We screened each HIV-1/ASV IN chimera listed in Table 1 for their ability to 3′ process HIV-1 and ASV LTR duplex DNA substrates. Of the chimeras tested, S39T K42H, Y227I, N254D, K258T R262S showed decreased or no activity with HIV-1 substrates and did not cleave the ASV substrates (data not shown). As such, these residues were not further considered. In contrast, Q44N, L68E E69P, D229I S230E, and D253N maintained the ability to cleave the HIV-1 substrate, and gained the ability to cleave the ASV substrates to different extents (Figure 3). D229I S230E was unique among these mutants in that it possessed more 3′ processing activity towards the HIV-1 substrate than 3CSF185H IN (Figure 3A). Thus, the residues Q44, L68, E69, D229, S230, and D253 have been verified to interact with the viral LTR and are highlighted on the structural model in Figure 1 (magenta residues) along with the previously identified residues that affect 3′ processing specificity (red residues)4. Taken together, these residues strikingly define two linear trenches on the HIV-1 IN molecular surface that accommodate the two LTR ends. The binding trenches are asymmetrically positioned along the two strands of a 16 base pair length of the LTR ends. Twelve of the fifteen amino acid exchanges that affect LTR recognition in the processing reaction were combined into a single construct (V72W S153R K160D I161R G163R Q164V V165L H171K L172Q D229I S230E D253N) and purified from the soluble fraction. As shown in Figure 3B, this enzyme designated S7C is active and has substantially more specific 3′ processing activity towards the ASV than the HIV-1 DNA substrate. We also assembled a S7C IN chimera in which the substitutions at positions 185 and 280 were restored to wild-type residues. Unfortunately this resulted in an enzyme that was insoluble; 3′ processing activity, however, could be recovered by renaturation from urea and the activity of this enzyme was qualitatively similar to that shown for S7C. This indicates that these two substitutions did not affect the specificity of the 3′ processing reaction. Taken together, these results suggest that the sum of IN interactions along a 16 base pair length of the viral DNA ends determines its specificity.

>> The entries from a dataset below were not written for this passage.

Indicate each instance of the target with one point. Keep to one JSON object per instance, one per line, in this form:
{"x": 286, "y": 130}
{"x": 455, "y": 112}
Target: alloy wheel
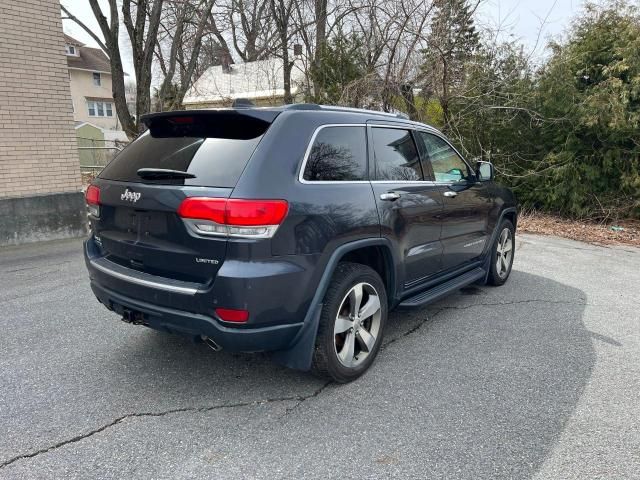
{"x": 504, "y": 252}
{"x": 357, "y": 325}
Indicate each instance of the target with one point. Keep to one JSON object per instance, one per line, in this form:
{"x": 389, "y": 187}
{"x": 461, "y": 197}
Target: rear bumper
{"x": 175, "y": 321}
{"x": 275, "y": 312}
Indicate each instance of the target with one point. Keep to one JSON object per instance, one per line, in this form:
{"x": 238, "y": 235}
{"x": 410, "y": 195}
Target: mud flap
{"x": 300, "y": 354}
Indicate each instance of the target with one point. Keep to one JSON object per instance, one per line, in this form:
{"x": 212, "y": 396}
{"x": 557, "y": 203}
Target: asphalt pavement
{"x": 537, "y": 379}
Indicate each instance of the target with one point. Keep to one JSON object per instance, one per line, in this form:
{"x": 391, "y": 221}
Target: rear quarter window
{"x": 338, "y": 154}
{"x": 215, "y": 162}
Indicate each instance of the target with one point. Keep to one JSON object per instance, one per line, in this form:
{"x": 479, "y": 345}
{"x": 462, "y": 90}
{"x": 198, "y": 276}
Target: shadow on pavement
{"x": 479, "y": 385}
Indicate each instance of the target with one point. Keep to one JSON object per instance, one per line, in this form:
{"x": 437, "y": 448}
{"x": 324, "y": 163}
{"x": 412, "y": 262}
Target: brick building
{"x": 40, "y": 187}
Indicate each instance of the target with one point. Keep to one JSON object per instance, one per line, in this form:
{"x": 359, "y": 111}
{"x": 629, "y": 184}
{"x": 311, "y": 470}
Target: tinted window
{"x": 216, "y": 162}
{"x": 338, "y": 154}
{"x": 446, "y": 163}
{"x": 396, "y": 155}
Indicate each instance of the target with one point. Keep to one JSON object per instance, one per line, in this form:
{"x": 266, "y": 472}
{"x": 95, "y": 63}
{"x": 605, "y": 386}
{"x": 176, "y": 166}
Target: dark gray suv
{"x": 292, "y": 230}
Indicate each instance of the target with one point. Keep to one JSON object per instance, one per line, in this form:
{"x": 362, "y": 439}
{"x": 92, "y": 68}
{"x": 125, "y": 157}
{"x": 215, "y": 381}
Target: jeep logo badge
{"x": 130, "y": 196}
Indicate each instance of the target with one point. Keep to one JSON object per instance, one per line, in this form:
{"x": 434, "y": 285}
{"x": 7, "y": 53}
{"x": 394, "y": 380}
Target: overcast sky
{"x": 533, "y": 22}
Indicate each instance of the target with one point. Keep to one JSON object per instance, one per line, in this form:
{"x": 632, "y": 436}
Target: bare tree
{"x": 182, "y": 28}
{"x": 142, "y": 23}
{"x": 282, "y": 11}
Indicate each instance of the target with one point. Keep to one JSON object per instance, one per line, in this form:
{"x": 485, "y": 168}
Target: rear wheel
{"x": 502, "y": 254}
{"x": 352, "y": 323}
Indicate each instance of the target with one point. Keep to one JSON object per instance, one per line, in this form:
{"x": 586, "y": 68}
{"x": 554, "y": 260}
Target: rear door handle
{"x": 389, "y": 196}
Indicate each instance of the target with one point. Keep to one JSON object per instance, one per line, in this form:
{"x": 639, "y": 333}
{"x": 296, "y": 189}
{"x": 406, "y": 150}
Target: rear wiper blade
{"x": 163, "y": 173}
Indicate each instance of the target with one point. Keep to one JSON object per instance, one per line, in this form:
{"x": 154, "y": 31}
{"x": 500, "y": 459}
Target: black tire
{"x": 497, "y": 277}
{"x": 326, "y": 361}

While we have been able to alter the specificity for 3′ processing of LTR substrates, we have not been able to demonstrate specificity changes in strand transfer activity. Several amino acid changes introduced into the HIV-1 IN (L68E and E69P, V72W, and H171K and L172Q) that alter 3′ processing disrupt the strand transfer activity towards the HIV-1 substrates. The reason for this is not known. Substitutions at the other ten residues that affect 3′ processing support strand transfer activity with HIV-1 substrates. None of the chimeras had strand transfer activity using the ASV substrate. When we combined multiple substitutions into the soluble form of S7C, it too was unable to support a strand transfer reaction with either the HIV-1 U5 LTR or ASV U3 LTR preprocessed end substrates. One possible explanation for this behavior might be that because IN is a tetramer, single substitutions of one residue will necessarily change all four subunits, which might be responsible for the loss in strand transfer activity.
When HIV-1 is replicated in the presence of diketo-acid based compounds, a number of escape mutants are selected that are believed to act against the strand transfer reaction. We previously reported that V72 and S153 were among the residues that influence LTR selection and these residues were mutated in drug resistant INs4. Changes at position 230 in HIV-1 IN are also found in drug resistant INs11. When a substitution in integrase occurs that disrupt its catalytic activity (3′ processing or strand transfer), we hypothesize that second site mutations in IN are selected to compensate for the lost activity caused by the original mutation. In the case of the V72W IN mutant, which has reduced 3′ processing of HIV-1 substrates (79 % compared to wild-type, SD=8.6), second site substitutions at F121, T125, and V151 have been reported12. HIV-1 IN with a T125S substitution resulted in an enzyme that increased its 3′ processing reaction relative to 3CSF185H (126%, SD=11.7). When the V72W and T125S substitutions were combined into the same enzyme, the resultant chimera had a 3′ processing activity equivalent to 3CSF185H (97%, SD=2.0). This result demonstrates that at least one mutation at a second site associated with substitutions at position 72 can compensate for its decreased 3′ processing activity.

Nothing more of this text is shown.